Istanza della persona offesa

Dispositivo dell'art. 130 Codice penale

Quando la punibilità del reato dipende dall'istanza della persona offesa [9, 10], l'istanza [c.p.p. 341] è regolata dalle disposizioni relative alla richiesta [128, 129]. Nondimeno, per quanto riguarda la capacità e la rappresentanza della persona offesa, si applicano le disposizioni relative alla querela(1).

Note

(1) Per istanza di procedimento si intende la manifestazione di volontà con cui la persona offesa da un reato compiuto all'estero può chiedere che l'autorità giudiziaria proceda per lo stesso. Si tratta di un istituto ibrido, che in parte richiama la querela, in parte la richiesta. Analogamente a quest'ultima è infatti, una volta proposta è irrevocabile. Però, al pari della querela, non richiede particolari formule rituali, essendo valida anche se proposta contro ignoti o indipendentemente dall'esatta qualificazione del fatto contestato. Inoltre si ricordi che è un particolarità di tale condizione, la possibilità di essere proposta dai prossimi congiunti, quando la persona offesa dal reato, è deceduta in conseguenza di questo.

Ratio Legis

Il legislatore ha previsto che, nei casi in cui in cui il reato sia stato commesso all'estero, il procedimento possa essere promosso dalla persona offesa o da suoi congiunti, e non dal'autorità ministeriale. Ciò rende l'istanza di procedimento simile sotto alcuni aspetti sia alla querela sia alla richiesta.

Spiegazione dell'art. 130 Codice penale

Per quanto riguarda i reati procedibili tramite istanza della persona offesa di cui agli artt. 9 e 10, essi seguono in parte la disciplina prevista per la rappresentanza e la capacità ai fini della presentazione della querela (artt. 120 e ss.), ed in parte la disciplina prevista per la richiesta (artt. 128 e 129).

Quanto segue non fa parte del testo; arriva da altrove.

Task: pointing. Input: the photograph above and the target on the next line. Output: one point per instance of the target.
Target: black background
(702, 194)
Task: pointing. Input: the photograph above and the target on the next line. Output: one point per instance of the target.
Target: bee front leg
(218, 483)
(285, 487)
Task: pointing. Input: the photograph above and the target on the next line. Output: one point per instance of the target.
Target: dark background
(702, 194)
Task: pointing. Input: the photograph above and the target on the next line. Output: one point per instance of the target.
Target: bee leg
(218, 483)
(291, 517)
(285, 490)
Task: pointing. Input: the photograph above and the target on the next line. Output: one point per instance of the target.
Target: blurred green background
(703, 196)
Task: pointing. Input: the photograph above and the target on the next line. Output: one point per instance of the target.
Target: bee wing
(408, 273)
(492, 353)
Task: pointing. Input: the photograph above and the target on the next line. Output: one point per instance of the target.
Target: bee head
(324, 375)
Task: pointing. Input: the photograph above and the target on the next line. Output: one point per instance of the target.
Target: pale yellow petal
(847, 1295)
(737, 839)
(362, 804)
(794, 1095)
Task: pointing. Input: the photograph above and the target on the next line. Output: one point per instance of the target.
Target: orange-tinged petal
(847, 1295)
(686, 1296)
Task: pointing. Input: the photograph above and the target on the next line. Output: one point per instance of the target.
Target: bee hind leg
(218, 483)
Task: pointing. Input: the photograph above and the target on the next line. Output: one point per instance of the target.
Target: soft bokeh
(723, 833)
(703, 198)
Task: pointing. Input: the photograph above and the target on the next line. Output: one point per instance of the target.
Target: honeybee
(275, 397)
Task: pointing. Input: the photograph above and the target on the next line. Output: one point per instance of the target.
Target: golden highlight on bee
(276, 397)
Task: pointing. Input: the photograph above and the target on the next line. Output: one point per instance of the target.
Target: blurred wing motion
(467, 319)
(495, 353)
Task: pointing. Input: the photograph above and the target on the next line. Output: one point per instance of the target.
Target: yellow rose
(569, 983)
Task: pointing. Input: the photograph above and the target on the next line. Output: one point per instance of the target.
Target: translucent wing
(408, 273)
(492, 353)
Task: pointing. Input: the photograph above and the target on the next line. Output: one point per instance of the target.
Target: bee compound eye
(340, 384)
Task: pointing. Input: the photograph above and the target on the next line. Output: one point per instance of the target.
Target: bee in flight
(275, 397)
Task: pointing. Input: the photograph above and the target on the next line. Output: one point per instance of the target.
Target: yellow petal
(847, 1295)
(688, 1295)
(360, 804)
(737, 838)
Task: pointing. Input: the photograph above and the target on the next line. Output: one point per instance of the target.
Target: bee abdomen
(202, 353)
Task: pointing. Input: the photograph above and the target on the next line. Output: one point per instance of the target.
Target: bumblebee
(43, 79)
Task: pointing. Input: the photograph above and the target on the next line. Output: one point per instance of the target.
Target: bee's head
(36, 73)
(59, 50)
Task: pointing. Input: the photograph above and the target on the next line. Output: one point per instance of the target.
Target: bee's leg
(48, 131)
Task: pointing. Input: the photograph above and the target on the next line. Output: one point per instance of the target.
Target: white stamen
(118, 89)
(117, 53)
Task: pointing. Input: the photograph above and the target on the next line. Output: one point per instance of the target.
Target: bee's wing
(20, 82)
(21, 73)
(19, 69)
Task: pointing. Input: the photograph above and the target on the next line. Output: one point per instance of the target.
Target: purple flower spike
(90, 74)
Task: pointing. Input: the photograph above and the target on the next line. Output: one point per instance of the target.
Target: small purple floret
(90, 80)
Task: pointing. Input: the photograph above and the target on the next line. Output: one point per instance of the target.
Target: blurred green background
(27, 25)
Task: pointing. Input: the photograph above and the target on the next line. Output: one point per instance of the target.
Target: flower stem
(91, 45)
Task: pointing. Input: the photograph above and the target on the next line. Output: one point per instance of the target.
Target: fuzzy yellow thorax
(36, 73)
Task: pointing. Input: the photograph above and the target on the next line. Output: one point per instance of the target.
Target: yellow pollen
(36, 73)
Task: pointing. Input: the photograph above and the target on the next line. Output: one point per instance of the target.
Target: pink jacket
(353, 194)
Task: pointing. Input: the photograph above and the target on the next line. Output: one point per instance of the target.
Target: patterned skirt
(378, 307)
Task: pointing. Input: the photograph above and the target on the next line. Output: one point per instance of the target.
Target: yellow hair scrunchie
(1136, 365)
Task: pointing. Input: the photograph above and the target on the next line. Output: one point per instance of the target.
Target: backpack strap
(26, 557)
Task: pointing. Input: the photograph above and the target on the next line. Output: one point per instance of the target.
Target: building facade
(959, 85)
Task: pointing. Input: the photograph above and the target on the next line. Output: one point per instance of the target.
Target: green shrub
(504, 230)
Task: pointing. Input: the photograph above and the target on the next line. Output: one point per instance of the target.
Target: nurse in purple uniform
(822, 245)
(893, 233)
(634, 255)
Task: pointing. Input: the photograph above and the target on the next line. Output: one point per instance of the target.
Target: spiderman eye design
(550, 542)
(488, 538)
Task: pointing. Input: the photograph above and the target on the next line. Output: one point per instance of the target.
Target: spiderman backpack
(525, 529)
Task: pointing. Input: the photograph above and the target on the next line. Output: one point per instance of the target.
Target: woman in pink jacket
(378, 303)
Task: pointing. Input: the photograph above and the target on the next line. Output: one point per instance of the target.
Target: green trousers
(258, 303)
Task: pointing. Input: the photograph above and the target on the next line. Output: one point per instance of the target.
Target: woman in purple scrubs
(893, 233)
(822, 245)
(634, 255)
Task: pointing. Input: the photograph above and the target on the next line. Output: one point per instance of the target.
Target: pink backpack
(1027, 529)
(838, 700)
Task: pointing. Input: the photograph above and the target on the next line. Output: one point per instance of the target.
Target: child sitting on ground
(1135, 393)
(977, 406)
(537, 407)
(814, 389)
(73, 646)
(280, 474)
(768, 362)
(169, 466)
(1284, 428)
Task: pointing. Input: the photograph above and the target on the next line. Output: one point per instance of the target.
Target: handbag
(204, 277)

Così, l'istanza va presentata entro tre mesi dalla notizia del fatto che costituisce reato, o entro tre anni dalla presenza del colpevole nel territorio statale quando la procedibilità dipende dalla presenza sul territorio (ad es. art. 10) ed è irrevocabile.

Massime relative all'art. 130 Codice penale

Cass. pen. n. 457/1970

L'istanza di procedimento non è legata all'uso di formule sacramentali ed è valida anche se sia stata proposta contro ignoti, giacché, per la sua validità, è sufficiente che essa indichi il fatto delittuoso per il quale si chiede la punizione dell'autore dello stesso anche se non sia noto, spettando poi all'autorità giudiziaria l'identificazione del reo. L'istanza di procedimento proposta per un determinato reato, è, al pari della querela, valida ed efficace per la perseguibilità di altro reato ritenuto dal giudice, diverso da quello qualificato e segnalato dall'istante, essendo compito del giudice dare l'esatto nomen iuris al fatto delittuoso per il quale si chiede la punizione.